Als Basis der Energie- und Sanierungs-Berechnungen definierten die Forscher drei konkrete Szenarien der Arealentwicklung. Diese reichen von der alleinigen Folgenutzung der denkmalgeschützten Bestandsgebäude, über eine mittlere bis hin zu einer stärker verdichteten Bebauung des 40 Hektar großen Areals.

Da die künftige Nutzung noch nicht feststeht, wurde eine Mischnutzung angenommen.

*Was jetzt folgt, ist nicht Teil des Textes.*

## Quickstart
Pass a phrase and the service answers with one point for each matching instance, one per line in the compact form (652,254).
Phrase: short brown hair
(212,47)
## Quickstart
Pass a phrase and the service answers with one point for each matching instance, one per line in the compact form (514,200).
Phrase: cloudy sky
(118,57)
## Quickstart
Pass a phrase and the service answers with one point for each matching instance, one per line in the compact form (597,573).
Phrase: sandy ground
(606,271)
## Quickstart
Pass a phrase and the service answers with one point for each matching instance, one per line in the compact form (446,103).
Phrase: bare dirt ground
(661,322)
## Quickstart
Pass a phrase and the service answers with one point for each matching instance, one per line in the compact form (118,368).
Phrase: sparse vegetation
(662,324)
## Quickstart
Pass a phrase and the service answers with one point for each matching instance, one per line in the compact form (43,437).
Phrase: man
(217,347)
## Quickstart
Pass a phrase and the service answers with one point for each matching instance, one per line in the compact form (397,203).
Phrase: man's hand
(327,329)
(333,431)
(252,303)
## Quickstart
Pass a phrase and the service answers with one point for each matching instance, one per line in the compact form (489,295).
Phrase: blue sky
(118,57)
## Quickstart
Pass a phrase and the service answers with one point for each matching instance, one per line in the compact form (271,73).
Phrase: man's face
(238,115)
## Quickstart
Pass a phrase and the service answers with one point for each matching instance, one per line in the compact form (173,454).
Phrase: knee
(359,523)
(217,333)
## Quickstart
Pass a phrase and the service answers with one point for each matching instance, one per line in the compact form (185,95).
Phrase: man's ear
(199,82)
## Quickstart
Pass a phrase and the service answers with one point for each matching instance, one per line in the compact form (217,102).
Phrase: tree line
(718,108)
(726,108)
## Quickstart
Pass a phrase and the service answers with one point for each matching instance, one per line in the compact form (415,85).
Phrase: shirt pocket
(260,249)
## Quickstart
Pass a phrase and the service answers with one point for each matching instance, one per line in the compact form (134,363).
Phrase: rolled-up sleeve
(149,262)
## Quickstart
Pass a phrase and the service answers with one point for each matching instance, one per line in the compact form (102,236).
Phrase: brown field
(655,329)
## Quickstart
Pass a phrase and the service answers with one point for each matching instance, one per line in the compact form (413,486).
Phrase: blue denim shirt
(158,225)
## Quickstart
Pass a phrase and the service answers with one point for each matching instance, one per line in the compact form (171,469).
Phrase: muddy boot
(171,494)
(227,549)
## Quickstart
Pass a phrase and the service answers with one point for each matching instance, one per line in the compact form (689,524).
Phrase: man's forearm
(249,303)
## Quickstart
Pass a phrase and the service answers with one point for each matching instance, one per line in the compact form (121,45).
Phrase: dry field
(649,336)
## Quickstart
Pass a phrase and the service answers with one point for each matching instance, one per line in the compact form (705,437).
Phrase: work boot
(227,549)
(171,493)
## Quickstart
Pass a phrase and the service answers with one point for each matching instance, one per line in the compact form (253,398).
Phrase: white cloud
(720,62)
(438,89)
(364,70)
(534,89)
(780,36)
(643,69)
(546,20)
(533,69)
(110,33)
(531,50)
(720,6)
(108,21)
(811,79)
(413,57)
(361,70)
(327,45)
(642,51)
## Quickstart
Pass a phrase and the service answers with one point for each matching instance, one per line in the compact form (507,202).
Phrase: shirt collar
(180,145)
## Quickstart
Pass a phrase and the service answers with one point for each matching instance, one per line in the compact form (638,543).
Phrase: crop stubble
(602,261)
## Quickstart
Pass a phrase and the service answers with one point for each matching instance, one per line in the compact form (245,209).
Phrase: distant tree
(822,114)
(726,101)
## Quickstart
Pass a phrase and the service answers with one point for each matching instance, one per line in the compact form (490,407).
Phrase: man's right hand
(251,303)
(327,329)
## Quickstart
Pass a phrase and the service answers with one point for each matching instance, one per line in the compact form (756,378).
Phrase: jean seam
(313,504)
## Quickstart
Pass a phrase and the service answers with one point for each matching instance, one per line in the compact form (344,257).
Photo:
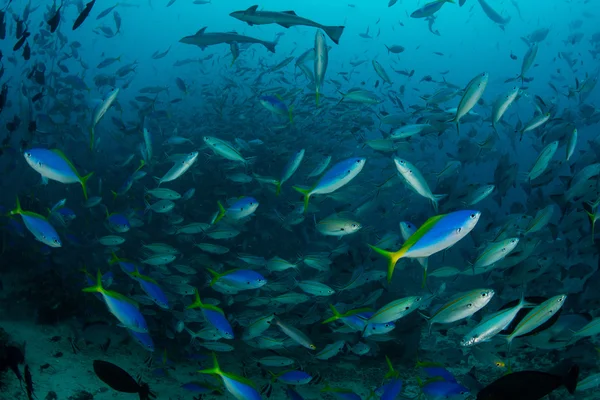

Ergänzend zur technischen Planung erfolgte eine betriebswirtschaftliche Analyse, bei der die Kosten der unterschiedlichen Energiedienstleistungen für diese drei Entwicklungsszenarien ermittelt und verglichen wurden. „Dabei hat sich klar gezeigt, dass eine CO2-neutrale Stadtentwicklung des Kasernenareals nur mit den Szenarien mäßige oder stärkere Zusatzverbauung wirtschaftlich darstellbar ist“, informiert Koch.

In Kombination mit Erdsondenfeldern als Wärmespeicher und der Abwärmenutzung aus der Kälteerzeugung bei der NÖM wäre eine autarke Wärmeversorgung für alle Objekte sogar im Maxi-Szenarium möglich.

Unter der Federführung des AIT (Austrian Institute of Technology GmbH) forschten unter anderem die TU Wien, die Geologische Bundesanstalt, ENFOS und die Montan-Universität Leoben. Mit im Projektteam waren die Stadtgemeinde Baden und die NÖM AG. Finanziert wurde das New-Energy-For-Industry (NEFI) Forschungsprojekt durch den Klima- und Energiefonds.